# jobs



## CdCase123 (Nov 17, 2009)

for those of you that have jobs and hate them. tell us how and why you do.

i recently just got a new one. trying to save up more for international travel. its not bad. i just dont like the thought of memorizing a million different menu items and interacting with costumers. sweeping and cleaning and other bitch work is totally fine with me when im on the job. personally i like more redundant work; washing dishes; staring at a conveyor belt(although never had a factory job) One where i can be alone with my thoughts and away from people in a mind numbing setting. if i get fired from my current one for not being able to memorize food i think i will just head down to NOLA, where im assuming they have plenty of the kind of work described above (anybody know what its like this season? i was down there last year, got offered a dish washing job) anyways, rant away.


----------



## mkirby (Nov 17, 2009)

I work at Taco Time, and it's pretty fucking boring. I'm doing it because I want to vandwell, and need some money for the van in which to do that. 

Not planning on making a career out of it or anything. I'm quitting in a couple months when I've got some cash in the bank.


----------



## connerR (Nov 17, 2009)

I work at The Home Depot. Right now, I like it. The people I work with are pretty cool. But it's not something I could see myself doing for a long time. I'm basically just using this job to pay back my parents and save up some money for traveling next summer.


----------



## theodore kaczynski (Nov 17, 2009)

i actually own my own store over here,its great being my own boss but at the same time it can be a pain in the ass dealing with government departments etc.i think im a nice boss


----------



## Gypsybones (Nov 17, 2009)

I'm a mover, its just about one of the hardest jobs you can do that is constantly hard. 
I have to travel all over the country but its not really traveling, its just suburb to suburb and once you've been in one you've been in them all, the only thing that changes is the color of the grass.

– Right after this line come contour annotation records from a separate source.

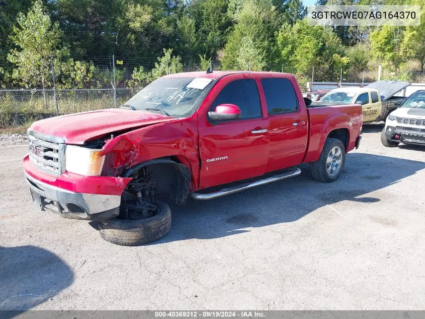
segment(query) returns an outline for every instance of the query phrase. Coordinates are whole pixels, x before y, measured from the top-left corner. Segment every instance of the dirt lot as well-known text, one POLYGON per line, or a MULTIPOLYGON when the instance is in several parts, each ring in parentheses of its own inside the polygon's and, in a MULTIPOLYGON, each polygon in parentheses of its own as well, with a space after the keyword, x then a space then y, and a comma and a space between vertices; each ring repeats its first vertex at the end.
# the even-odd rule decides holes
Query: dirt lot
POLYGON ((170 233, 123 247, 33 208, 0 147, 0 309, 425 308, 425 147, 359 150, 331 184, 294 178, 172 206, 170 233))

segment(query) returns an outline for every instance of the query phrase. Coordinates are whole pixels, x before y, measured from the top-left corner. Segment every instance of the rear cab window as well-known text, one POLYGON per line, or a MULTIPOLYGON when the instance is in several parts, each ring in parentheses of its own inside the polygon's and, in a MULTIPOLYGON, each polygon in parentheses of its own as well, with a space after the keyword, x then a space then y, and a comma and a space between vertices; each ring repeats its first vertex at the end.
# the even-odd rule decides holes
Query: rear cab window
POLYGON ((379 102, 379 97, 378 96, 378 93, 374 91, 371 91, 370 92, 370 96, 372 97, 372 102, 376 103, 379 102))
POLYGON ((298 100, 291 81, 282 78, 265 78, 261 85, 269 115, 292 113, 298 109, 298 100))

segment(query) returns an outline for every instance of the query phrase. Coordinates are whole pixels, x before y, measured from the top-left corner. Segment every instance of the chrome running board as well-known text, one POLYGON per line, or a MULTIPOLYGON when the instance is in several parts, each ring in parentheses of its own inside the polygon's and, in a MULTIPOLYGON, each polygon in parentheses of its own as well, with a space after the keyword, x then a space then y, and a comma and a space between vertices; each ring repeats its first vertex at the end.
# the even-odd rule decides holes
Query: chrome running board
POLYGON ((217 192, 214 193, 210 193, 206 194, 201 194, 199 193, 193 193, 190 194, 191 197, 195 200, 199 200, 200 201, 206 201, 207 200, 211 200, 213 198, 217 197, 221 197, 224 195, 228 195, 229 194, 232 194, 234 193, 237 193, 241 190, 244 190, 248 188, 251 188, 256 186, 260 185, 264 185, 265 184, 268 184, 274 181, 280 180, 281 179, 285 179, 286 178, 289 178, 297 176, 301 173, 301 170, 298 167, 290 167, 288 169, 290 170, 289 172, 280 174, 279 175, 275 175, 270 177, 267 177, 264 179, 260 179, 260 180, 256 180, 255 181, 250 182, 248 183, 245 183, 240 185, 237 185, 236 186, 229 187, 226 188, 223 188, 217 192))

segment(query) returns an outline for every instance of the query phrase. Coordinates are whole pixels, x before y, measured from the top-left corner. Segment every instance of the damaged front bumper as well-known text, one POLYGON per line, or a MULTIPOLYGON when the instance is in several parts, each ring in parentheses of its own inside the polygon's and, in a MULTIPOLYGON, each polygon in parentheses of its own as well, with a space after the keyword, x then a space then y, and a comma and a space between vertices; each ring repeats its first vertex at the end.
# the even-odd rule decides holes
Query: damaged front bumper
POLYGON ((24 158, 24 168, 36 207, 75 219, 103 220, 118 216, 121 194, 131 180, 68 173, 57 177, 47 176, 37 171, 28 156, 24 158), (50 179, 45 180, 47 178, 50 179), (102 182, 108 184, 102 184, 102 182), (67 185, 70 189, 59 185, 67 185), (97 189, 101 193, 110 194, 94 194, 97 189))

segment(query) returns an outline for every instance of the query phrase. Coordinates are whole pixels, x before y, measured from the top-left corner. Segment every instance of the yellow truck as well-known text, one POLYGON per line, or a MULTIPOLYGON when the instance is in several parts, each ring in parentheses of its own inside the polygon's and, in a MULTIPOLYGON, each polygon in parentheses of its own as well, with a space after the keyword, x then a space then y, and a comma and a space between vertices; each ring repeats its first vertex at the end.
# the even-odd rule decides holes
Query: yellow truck
POLYGON ((364 123, 385 121, 406 99, 394 95, 410 85, 402 81, 379 81, 364 87, 338 88, 326 93, 319 102, 360 104, 364 123))

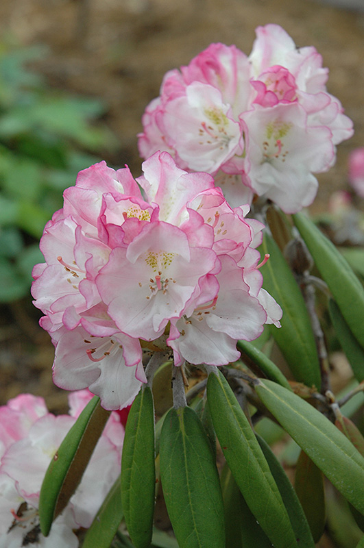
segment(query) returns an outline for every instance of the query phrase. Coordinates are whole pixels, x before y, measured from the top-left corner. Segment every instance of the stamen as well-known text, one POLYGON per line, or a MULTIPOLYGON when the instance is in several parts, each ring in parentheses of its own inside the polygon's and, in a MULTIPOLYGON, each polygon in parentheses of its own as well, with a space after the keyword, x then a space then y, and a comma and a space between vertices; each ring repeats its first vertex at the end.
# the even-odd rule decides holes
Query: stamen
POLYGON ((160 283, 160 276, 156 275, 156 284, 157 284, 158 289, 162 289, 162 284, 160 283))
MULTIPOLYGON (((19 510, 18 510, 18 512, 19 511, 19 510)), ((22 514, 19 516, 16 513, 16 512, 15 512, 14 508, 11 508, 10 513, 16 521, 20 522, 20 521, 28 521, 29 519, 32 519, 32 518, 34 518, 34 516, 36 516, 38 512, 36 510, 34 510, 34 512, 32 512, 32 514, 30 514, 30 515, 25 516, 24 517, 23 517, 22 514)))
POLYGON ((266 253, 265 255, 264 256, 264 259, 263 260, 263 261, 259 263, 259 264, 258 264, 256 268, 257 269, 260 269, 261 266, 263 266, 264 264, 265 264, 265 263, 267 262, 267 261, 268 260, 269 257, 270 257, 269 253, 266 253))
POLYGON ((213 228, 215 228, 215 226, 217 225, 217 223, 219 222, 219 216, 220 216, 220 214, 219 213, 218 211, 217 211, 216 213, 215 214, 215 221, 214 221, 214 224, 213 225, 213 228))

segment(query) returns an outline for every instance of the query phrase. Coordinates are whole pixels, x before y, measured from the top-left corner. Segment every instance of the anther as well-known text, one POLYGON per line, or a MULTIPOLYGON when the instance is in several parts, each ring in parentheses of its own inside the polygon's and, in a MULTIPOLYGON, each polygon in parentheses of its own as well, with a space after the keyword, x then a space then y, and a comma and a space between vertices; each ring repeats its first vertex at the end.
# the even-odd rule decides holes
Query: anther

it pays fairly well its hard so it keeps me from drinking, and since I'm going on a long hop for a few months I like to have a nice chunk in the bank because I'm a man ans I don't beg for anything I work for it.


----------



## smellyskelly (Nov 17, 2009)

i've been holding a restaurant job for the past 4 1/2 years, its love/hate with that job. they let me come and go as i please and work when i want to so thats pretty cool. 
my other job i have is a welding job in a UHAUL plant putting together trailers and like things, i hate that one .its an open shop, just has a roof and barbwire fenced walls.so when its cold, im cold. when it rains, i get rain blown on me from the wind. im only working that one to save a little an get some better gear.


----------



## Apples (Nov 17, 2009)

I love having money in my pocket. I've worked a lot of different jobs. The only one i've kept over the years is working as a camp counselor taking kids on trips through woods and fields. Its amazing how amazed they are by the smallest things and i love playing capture the flag. I do that one month a year.


----------



## tumtum (Nov 20, 2009)

i just got a job at a Toys R Us. it's a seasonal gig and it pays okay. enough for some new gear and rent for the winter.


----------



## crow (Nov 20, 2009)

Always interesting to know what people do for a paycheck.

People always look at me like I'm insane when I talk to them in the interview. I almost thought I might be crazy for a second but nah.. their the ones working for money they've already spent.
Personally, I can't even get a job. Not one that pays over the table at least.
I've always stuck to moving furniture, landscaping, and various odd jobs. 
And I make a decent amount of money online. Graphic Design and Web development. When I have regular access to a computer.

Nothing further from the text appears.